Bear Grissom is the Director of the Electrical Division for Petro Guardian. He has been in the industry for over 20 years and is our expert on all things construction and electric. We recently added catenary lightning protection to our scope of services so we sat down with Bear to answer a few of our most asked questions about the LP system.
The definition of catenary is a curve formed by a wire, hanging freely from two points that are on the same horizontal level. So, in our case, a catenary lightning protection system over a tank battery, means there are two telephone poles on each side of the tank connected by a wire. Instead of a dissipation system where the terminals are vertical, think of catenary as a horizontal lightning air terminal. The system is elevated and the wire is about 15 ft above the highest point on the tank battery.
The system is elevated and the wire is 15 ft above the flash area (the flammable area). Flammable gasses can waft at least 10 ft into the air. So, the wire above intercepts a lightning strike before it reaches the combustion zone and redirects that energy into the ground.
The problem was never the catenary system itself. Catenary systems are used in a variety of industrial and military settings, are often recommended, and have been proven safe and effective. The problem is improper installs.
There are three main issues I see out in the field. Let me preface by saying this, all installs should comply with UL96 and NFPA780 standards.
Now, the first issue I see a lot is that the wire is not at the proper height. Sometimes, it’s almost touching the tanks! If the wire isn’t high enough and droops into the flammable vapor space, those flammable vapors will likely combust in the event of a lightning strike. That wire needs to be at least 15 ft above the highest point on the tank battery. I will say, the wire can droop over time and mother nature can affect that. This is why it is critical to have sites inspected every six months.
The second issue is the way installers are grounding and bonding the wire. A lot of times installers aren’t running the lightning conductor down the pole. They also don’t have the correct Class 1 lightning conductor connecting the overhead wire to the ground. Additionally, they are looping the wire on top of the pole, which is standard on a traditional power line install. But that is not how it should be done for a catenary system over tanks. Loops don’t work because the lighting needs to go straight to the ground, it can’t go up to get down. Instead, you should continue the wire overhead to a sloping 90 degrees that hits the pole and goes to the ground. This 90 degree bend must maintain a minimum 8 inch radius bend. Think of a freight train trying to make a 90 degree turn… not going to happen. It has to be a smooth bend for lightning to travel. Almost all contractors installing lightning protection systems make tight 90 degree bends because that’s common on electrical systems and it looks really clean. This doesn’t work for lightning protection systems though.

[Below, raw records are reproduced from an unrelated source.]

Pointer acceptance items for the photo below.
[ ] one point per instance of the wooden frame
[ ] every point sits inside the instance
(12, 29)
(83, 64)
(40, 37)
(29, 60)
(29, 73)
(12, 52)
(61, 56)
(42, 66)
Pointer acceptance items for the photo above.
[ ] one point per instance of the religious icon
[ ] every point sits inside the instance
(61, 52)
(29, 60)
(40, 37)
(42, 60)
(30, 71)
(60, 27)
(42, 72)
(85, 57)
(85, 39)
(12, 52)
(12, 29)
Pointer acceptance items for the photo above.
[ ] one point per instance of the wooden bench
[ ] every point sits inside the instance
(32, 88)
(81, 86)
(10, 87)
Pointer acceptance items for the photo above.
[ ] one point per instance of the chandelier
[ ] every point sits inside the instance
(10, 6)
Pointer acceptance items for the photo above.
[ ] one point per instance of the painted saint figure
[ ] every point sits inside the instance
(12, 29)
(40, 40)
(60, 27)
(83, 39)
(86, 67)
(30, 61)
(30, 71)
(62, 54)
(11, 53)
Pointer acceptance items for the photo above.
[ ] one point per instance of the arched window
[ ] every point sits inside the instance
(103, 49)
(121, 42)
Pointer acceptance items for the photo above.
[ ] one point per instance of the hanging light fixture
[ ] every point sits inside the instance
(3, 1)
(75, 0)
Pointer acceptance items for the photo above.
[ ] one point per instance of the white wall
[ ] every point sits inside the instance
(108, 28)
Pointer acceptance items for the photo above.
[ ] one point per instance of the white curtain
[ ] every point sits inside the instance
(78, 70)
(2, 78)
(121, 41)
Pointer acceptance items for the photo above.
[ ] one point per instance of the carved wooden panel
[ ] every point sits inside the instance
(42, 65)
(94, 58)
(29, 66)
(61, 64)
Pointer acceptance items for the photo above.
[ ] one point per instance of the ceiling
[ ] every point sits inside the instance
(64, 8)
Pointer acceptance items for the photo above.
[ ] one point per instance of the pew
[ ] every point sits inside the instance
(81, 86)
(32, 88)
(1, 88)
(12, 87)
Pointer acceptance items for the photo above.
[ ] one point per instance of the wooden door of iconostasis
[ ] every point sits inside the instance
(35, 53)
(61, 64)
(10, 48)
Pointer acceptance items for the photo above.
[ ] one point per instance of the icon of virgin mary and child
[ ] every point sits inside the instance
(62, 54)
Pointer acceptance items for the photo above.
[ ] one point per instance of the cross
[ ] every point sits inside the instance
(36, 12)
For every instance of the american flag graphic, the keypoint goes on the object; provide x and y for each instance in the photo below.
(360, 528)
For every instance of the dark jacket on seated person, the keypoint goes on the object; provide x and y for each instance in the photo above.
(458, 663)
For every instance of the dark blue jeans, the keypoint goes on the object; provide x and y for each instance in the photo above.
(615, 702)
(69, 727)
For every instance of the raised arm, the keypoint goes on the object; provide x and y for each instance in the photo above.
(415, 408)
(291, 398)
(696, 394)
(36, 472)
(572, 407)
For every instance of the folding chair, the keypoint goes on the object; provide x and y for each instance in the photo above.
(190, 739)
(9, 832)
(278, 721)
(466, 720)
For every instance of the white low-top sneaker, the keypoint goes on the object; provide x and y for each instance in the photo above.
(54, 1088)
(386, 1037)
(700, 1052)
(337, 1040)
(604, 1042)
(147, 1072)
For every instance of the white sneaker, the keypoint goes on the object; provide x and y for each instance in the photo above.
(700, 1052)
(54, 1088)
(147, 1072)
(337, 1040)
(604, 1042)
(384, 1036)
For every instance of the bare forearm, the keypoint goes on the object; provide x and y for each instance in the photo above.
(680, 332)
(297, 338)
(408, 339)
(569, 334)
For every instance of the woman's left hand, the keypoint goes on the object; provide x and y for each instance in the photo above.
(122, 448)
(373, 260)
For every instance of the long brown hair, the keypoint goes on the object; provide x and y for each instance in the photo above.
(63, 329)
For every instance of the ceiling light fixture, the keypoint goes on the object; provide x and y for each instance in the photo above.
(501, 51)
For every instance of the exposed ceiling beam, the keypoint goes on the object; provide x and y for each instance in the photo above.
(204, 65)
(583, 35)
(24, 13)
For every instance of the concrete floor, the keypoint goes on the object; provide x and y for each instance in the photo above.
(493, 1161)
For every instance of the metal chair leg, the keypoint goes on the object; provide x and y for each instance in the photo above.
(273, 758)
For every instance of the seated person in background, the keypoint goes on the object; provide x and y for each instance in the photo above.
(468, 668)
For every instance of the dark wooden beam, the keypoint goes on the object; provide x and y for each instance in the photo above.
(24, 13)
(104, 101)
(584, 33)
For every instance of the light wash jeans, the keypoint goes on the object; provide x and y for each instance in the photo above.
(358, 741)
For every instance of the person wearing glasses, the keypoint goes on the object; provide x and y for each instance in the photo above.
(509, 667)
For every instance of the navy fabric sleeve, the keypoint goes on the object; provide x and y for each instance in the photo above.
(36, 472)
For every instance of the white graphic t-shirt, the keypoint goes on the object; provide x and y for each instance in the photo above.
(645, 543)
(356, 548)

Lastly, some installers don’t use the proper air terminals on catenary poles. We often see ground rods mounted on top of the poles to serve as lightning rods as a cost-saving measure. However, they are not an approved strike terminal device.
Tanks need a catenary lightning protection system when they are vertically or individually vented. The wire will intercept a direct lightning strike so it does not enter the vapor space. Catenary systems can have a heftier price tag but you have to consider labor and equipment. And while it may be a bit pricier, it’s the best option in these scenarios. Dissipators are best for tanks that are horizontally vented and not venting flammable gas above the tank.